Are ‘natural’ clusters necessarily less homogeneous?
Although a degradation of cluster homogeneity is implicit in our model, the degree to which this is realised is likely to be highly dependent on the structure of individual datasets. In our case study, the mis-classification rate achieved by Chameleon was half that of k-means at the cost of a 10% reduction in cluster homogeneity. We speculate that if the clusters Chameleon retrieved in our dataset are indeed irregular shapes, then our results suggest they are unlikely to be highly elongated, and variability in our data structure tends toward uneven density rather than irregular shape.
The question of whether ‘natural’ clusters necessarily have fewer diagnostic species is more difficult to resolve based on our analyses.A priori , we inclined to the notion that more heterogenous clusters would mean fewer diagnostic species, the pattern reflected in our results, however Schmidtlein et al. (2010) demonstrated that Isopam, an algorithm that adapts to irregular cluster shapes, consistently out-performed other algorithms in terms of the number of indicator species (sensu Dufrêne & Legendre 1997) and was also highly ranked in terms of the number of species with standardized phi >0.35 (Tichy ̵́ & Chytry ̵́ 2006). Higher numbers of diagnostic species could reflect the sampling of a wider species pool, since samples sharing no species can occupy the same cluster if comprise an interconnected neighbourhood (Schmidtlein et al. 2010). However, it is not clear that higher numbers of diagnostic species is not an artefact of Isopam’s partitioning of the ordinations space by medoids, notwithstanding the fact the ordination axes are adjusted to accommodate non-linearities (and hence irregularities).

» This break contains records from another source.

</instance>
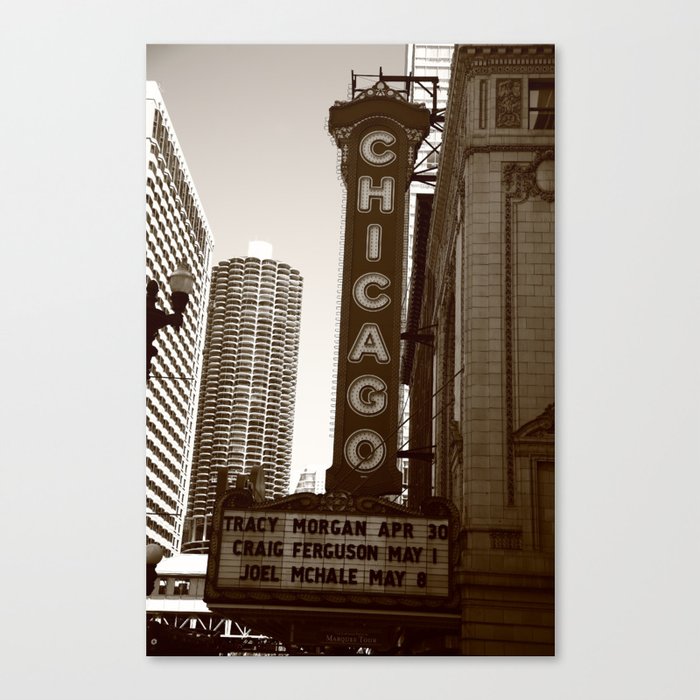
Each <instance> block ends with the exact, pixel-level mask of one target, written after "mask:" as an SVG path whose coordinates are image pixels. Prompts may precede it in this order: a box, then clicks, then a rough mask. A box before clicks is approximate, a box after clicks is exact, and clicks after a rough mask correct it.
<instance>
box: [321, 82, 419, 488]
mask: <svg viewBox="0 0 700 700" xmlns="http://www.w3.org/2000/svg"><path fill="white" fill-rule="evenodd" d="M429 129H430V113H429V111H428V110H427V109H426V108H425V107H424V106H422V105H416V104H413V103H410V102H407V101H406V100H405V98H404V97H403V96H401V94H400V93H397V92H396V91H394V90H392V89H391V88H390V87H389V86H387V85H386V84H384V83H383V82H381V81H380V82H378V83H376V84H375V85H374V86H373V87H372V88H370V89H368V90H365V91H362V92H360V93H359V95H358V96H357V97H355V99H353V100H351V101H350V102H336V104H335V106H334V107H332V108H331V109H330V117H329V130H330V132H331V134H332V135H333V137H334V138H335V140H336V143H337V144H338V147H339V148H340V149H341V170H342V175H343V179H344V181H345V184H346V187H347V210H346V230H345V250H344V257H343V288H342V297H341V317H340V334H339V357H338V377H337V387H336V417H335V442H334V450H333V465H332V466H331V467H330V469H328V470H327V473H326V484H327V486H328V489H329V490H339V491H340V490H342V491H349V492H351V493H354V494H369V495H376V496H379V495H386V494H398V493H400V492H401V475H400V472H399V471H398V469H397V466H396V452H397V450H398V430H399V425H398V423H399V405H398V397H399V364H400V340H401V338H400V336H401V299H402V294H403V286H404V279H403V276H404V255H405V250H404V248H405V237H406V192H407V189H408V185H409V183H410V179H411V174H412V170H413V164H414V160H415V153H416V149H417V147H418V145H419V144H420V142H421V140H422V139H423V138H424V137H425V136H427V134H428V131H429Z"/></svg>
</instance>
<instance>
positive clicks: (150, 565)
mask: <svg viewBox="0 0 700 700" xmlns="http://www.w3.org/2000/svg"><path fill="white" fill-rule="evenodd" d="M162 558H163V548H162V547H161V546H160V545H159V544H154V543H151V544H147V545H146V595H147V596H149V595H151V593H153V586H155V583H156V579H157V578H158V574H157V573H156V566H157V565H158V563H159V562H160V560H161V559H162Z"/></svg>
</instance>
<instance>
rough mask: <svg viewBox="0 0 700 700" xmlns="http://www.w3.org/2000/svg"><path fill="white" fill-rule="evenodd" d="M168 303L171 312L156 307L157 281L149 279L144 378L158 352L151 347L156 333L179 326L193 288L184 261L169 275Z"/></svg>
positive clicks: (192, 276)
mask: <svg viewBox="0 0 700 700" xmlns="http://www.w3.org/2000/svg"><path fill="white" fill-rule="evenodd" d="M169 281H170V290H171V292H172V293H171V295H170V303H171V305H172V307H173V312H174V313H172V314H166V313H165V311H162V310H161V309H158V308H156V299H157V298H158V282H156V281H155V280H150V281H149V282H148V284H147V285H146V378H148V377H149V376H150V374H151V360H152V359H153V357H155V356H156V355H157V354H158V351H157V350H156V349H155V348H154V347H153V341H154V340H155V339H156V334H157V333H158V331H159V330H160V329H161V328H164V327H165V326H172V327H173V328H180V326H182V315H183V313H184V311H185V308H186V307H187V301H188V299H189V295H190V294H191V293H192V289H193V288H194V277H193V276H192V273H191V272H190V271H189V270H188V269H187V266H186V265H185V264H184V263H180V264H179V265H178V267H177V270H175V272H173V274H172V275H171V276H170V280H169Z"/></svg>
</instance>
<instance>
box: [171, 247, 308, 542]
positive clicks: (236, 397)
mask: <svg viewBox="0 0 700 700" xmlns="http://www.w3.org/2000/svg"><path fill="white" fill-rule="evenodd" d="M301 295H302V277H301V275H300V274H299V271H298V270H294V269H292V268H291V267H290V266H289V265H287V264H286V263H282V262H277V261H275V260H273V259H272V249H271V247H270V246H269V245H267V244H263V243H261V242H255V243H253V244H251V247H250V248H249V250H248V257H245V258H232V259H231V260H227V261H225V262H222V263H219V264H218V265H216V266H215V267H214V270H213V272H212V283H211V294H210V297H209V321H208V325H207V334H206V343H205V349H204V365H203V369H202V387H201V393H200V398H199V409H198V417H197V429H196V436H195V446H194V455H193V459H192V476H191V479H190V490H189V495H188V501H187V517H186V523H185V537H184V540H183V547H182V551H183V552H206V551H207V548H208V545H209V533H210V528H211V520H212V515H213V509H214V502H215V498H216V488H217V479H218V477H219V474H220V470H222V469H223V470H225V473H226V475H227V483H228V485H229V486H234V485H235V483H236V477H237V476H238V475H248V474H250V470H251V469H252V468H254V467H262V468H263V472H264V476H265V496H266V497H267V498H279V497H282V496H286V495H287V493H288V490H289V472H290V468H291V452H292V433H293V425H294V404H295V391H296V379H297V361H298V355H299V330H300V321H301Z"/></svg>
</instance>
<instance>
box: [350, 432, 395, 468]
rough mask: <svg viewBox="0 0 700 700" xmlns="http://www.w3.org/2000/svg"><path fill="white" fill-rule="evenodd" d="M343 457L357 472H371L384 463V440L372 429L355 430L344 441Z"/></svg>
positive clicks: (379, 435) (384, 445)
mask: <svg viewBox="0 0 700 700" xmlns="http://www.w3.org/2000/svg"><path fill="white" fill-rule="evenodd" d="M344 452H345V459H346V460H347V462H348V464H349V465H350V466H351V467H352V468H353V469H355V470H356V471H359V472H371V471H374V470H375V469H377V468H379V467H380V466H381V465H382V464H383V463H384V457H385V455H386V447H385V445H384V440H382V436H381V435H379V433H375V432H374V430H356V431H355V432H354V433H353V434H352V435H350V437H349V438H348V439H347V440H346V441H345V450H344Z"/></svg>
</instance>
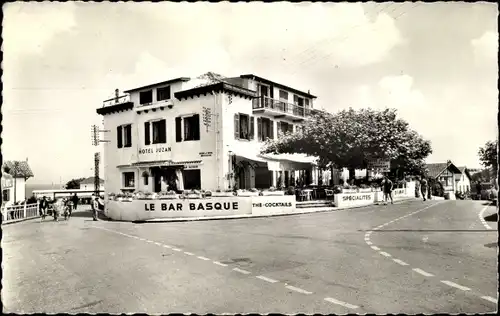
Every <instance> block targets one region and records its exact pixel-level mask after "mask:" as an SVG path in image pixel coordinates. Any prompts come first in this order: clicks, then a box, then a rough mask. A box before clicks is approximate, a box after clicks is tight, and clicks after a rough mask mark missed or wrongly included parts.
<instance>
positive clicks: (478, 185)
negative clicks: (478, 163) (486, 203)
mask: <svg viewBox="0 0 500 316" xmlns="http://www.w3.org/2000/svg"><path fill="white" fill-rule="evenodd" d="M476 196H477V199H478V200H481V181H477V183H476Z"/></svg>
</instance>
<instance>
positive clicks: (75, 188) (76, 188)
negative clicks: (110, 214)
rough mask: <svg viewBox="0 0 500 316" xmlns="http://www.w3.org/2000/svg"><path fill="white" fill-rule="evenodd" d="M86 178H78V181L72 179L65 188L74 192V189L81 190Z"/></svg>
mask: <svg viewBox="0 0 500 316" xmlns="http://www.w3.org/2000/svg"><path fill="white" fill-rule="evenodd" d="M84 179H85V178H78V179H71V180H69V181H68V182H67V183H66V185H65V186H64V187H65V188H66V189H67V190H72V189H79V188H80V182H82V180H84Z"/></svg>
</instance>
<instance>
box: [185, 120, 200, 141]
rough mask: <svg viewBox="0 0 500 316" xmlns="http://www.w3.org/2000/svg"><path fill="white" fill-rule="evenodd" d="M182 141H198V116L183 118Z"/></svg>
mask: <svg viewBox="0 0 500 316" xmlns="http://www.w3.org/2000/svg"><path fill="white" fill-rule="evenodd" d="M184 140H185V141H186V140H200V115H199V114H195V115H193V116H189V117H185V118H184Z"/></svg>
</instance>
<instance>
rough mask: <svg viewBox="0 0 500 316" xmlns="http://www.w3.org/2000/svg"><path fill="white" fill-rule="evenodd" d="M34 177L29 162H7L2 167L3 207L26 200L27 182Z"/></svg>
mask: <svg viewBox="0 0 500 316" xmlns="http://www.w3.org/2000/svg"><path fill="white" fill-rule="evenodd" d="M32 177H33V171H31V168H30V166H29V164H28V160H27V159H26V160H19V161H18V160H7V161H4V162H3V165H2V205H5V204H10V203H15V202H19V201H24V200H25V199H26V181H27V180H28V179H29V178H32Z"/></svg>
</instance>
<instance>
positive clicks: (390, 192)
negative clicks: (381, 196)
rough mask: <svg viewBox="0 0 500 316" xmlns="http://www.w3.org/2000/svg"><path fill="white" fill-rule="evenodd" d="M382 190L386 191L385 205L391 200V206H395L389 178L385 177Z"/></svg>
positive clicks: (384, 197)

On the evidence of our results, we conclude that our original contention is supported, that cluster solution derived by algorithms sensitive to data structure are unlikely to be as compact or homogenous as those derived by optimising central tendency, although the differences may not always be pronounced, depending on the characteristics of individual datasets and thematic scale of investigation. In that case, we suggest that further research is required into metrics which give insights into how well cluster solutions model the structure of vegetation data (eg within-cluster inter-connectedness, mis-classification rates) to better understand the potential trade-offs involved in maximising homogeneity or indicator values.